Have you watched his talk?

In this slim volume, we have a series of essays, compiled from his articles on the subject over a period of thirty years.  He makes the writing process sound so simple, writer that he is of essays, short stories, novels, plays and screenplays. He isn’t afraid to write long titles like RUN FAST, STAND STILL, OR,THE THING AT THE TOP OF THE STAIRS, OR, NEW GHOSTS FROM OLD MINDS, and he believes that writers shouldn’t be afraid. They should be perpetually excited, filled with gusto.

Remember what Dorothea Brande said about using the conscious aspect and unconscious aspect while writing? Well, Bradbury is all about the subterranean thought processes that will heat up the keyboard by thirty degrees. Writers should feel more than everyone else- that’s why they are writers and that’s how they can get the feeling like a virus across to others.

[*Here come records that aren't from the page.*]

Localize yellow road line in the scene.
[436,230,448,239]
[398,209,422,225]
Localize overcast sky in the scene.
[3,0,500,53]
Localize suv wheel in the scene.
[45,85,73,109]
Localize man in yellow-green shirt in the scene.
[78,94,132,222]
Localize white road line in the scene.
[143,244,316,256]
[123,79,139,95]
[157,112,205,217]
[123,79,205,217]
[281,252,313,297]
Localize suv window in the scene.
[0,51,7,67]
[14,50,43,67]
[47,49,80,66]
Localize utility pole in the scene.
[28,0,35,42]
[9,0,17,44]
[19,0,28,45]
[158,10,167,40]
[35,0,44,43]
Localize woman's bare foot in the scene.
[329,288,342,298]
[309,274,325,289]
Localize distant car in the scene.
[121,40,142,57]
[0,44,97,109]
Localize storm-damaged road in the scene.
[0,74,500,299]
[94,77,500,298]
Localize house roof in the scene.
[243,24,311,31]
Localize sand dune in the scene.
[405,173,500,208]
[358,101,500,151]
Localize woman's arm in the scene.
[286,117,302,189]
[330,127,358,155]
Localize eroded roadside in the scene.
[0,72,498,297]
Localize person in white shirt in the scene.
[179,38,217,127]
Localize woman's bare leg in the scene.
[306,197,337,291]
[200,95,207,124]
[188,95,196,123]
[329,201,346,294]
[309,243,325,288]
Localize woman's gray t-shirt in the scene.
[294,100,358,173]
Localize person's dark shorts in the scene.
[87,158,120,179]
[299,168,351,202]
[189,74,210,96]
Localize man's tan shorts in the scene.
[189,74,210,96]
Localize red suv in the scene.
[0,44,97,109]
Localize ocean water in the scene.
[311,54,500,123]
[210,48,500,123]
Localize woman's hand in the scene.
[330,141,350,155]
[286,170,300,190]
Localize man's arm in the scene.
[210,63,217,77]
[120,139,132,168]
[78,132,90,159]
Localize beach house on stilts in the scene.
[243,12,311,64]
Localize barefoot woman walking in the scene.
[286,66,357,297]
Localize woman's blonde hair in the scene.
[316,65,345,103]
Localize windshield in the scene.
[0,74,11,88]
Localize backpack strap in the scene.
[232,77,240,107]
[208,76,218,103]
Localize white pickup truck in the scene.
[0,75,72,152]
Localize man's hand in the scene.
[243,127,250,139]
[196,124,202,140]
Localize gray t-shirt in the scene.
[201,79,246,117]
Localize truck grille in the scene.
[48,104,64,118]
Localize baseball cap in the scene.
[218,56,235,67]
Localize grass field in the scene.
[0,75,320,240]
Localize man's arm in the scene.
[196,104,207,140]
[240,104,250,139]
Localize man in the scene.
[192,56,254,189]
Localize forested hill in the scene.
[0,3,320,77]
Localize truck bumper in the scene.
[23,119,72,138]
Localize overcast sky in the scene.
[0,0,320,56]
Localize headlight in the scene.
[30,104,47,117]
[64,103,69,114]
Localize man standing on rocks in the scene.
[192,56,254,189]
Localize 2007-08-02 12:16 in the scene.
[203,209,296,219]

“Be a chameleon, ink-blend, chromosome change with the landscape. Be a pet rock, lie with the dust, rest in the rainwater in the filled barrel by the drainspout outside your grandparents’ window long ago,” he says. Okay, if you can write like that, maybe you are on the right track after all. Bradbury tells us how he wrote 1000 words everyday since he was 12 and that the first good story he wrote was 10 years later. If that isn’t inspiring, what is?

He has a little exercise that you might like. Consider a list of words-preferably nouns- and use those nouns as prompts. Word association activated his muse like nothing else. Have you tried it? This slender book is so good, I might write some more parts. If you haven’t read it  yet, well please don’t procrastinate!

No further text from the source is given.